The Inter-American Court concluded that the Dominican Republic’s discriminatory application of nationality and birth registration laws and regulations rendered the girls of Haitian descent stateless and unable to access other critical rights, including the right to recognition of juridical personality, the right to a name, and the right to equal protection before the law (all enshrined in the American Convention and numerous other international human rights instruments).

The Inter-American Court Observed That:

*Nationality is the legal bond that guarantees individuals the full enjoyment of all human rights as a member of the political community.

*Although states maintain the sovereign right to regulate nationality, states discretion must be limited by international human rights standards that protect individuals against arbitrary state actions. States are particularly limited in their discretion to grant nationality by their obligations to guarantee equal protection

Before the law and to prevent, avoid and reduce statelessness.

*In granting nationality, states must abstain from producing and enforcing regulations that are discriminatory on their face or that have discriminatory effects on different groups within a population.
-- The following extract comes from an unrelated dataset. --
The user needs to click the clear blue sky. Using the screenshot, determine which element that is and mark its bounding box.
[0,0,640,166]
*States have an obligation to avoid adopting legislation or engaging in practices with respect to the granting of nationality whose application would lead to an increase in the number of stateless persons. Statelessness makes impossible the recognition of a juridical personality and the enjoyment of civil and political rights and produces a condition of extreme vulnerability.

*States cannot base the denial of nationality to children on the immigration status of their parents.

*The proof required by governments to establish that an individual was born on a state’s territory must be reasonable and cannot present an obstacle to the right to nationality.

*The Justice Initiative submitted an amicus curiae brief to the Inter-American Court in this case, arguing that racial discrimination in access to nationality is a violation of human rights and asking the Court to uphold the international prohibition on racial discrimination in access to nationality. The Court’s binding decision came after seven years of litigation by the Association of Women of Haitian Descent (MUDHA(, the International Human Rights Clinic at the University of California, Berkeley, School of Law, and the Center for Justice and International Law (CEJIL).

Since Racial Discrimination in access to nationality is a global problem, which even affects Ethnic Black Indians and Freedmen in the Americas, this ruling is an important contribution to international jurisprudence on non-discrimination and the right to nationality.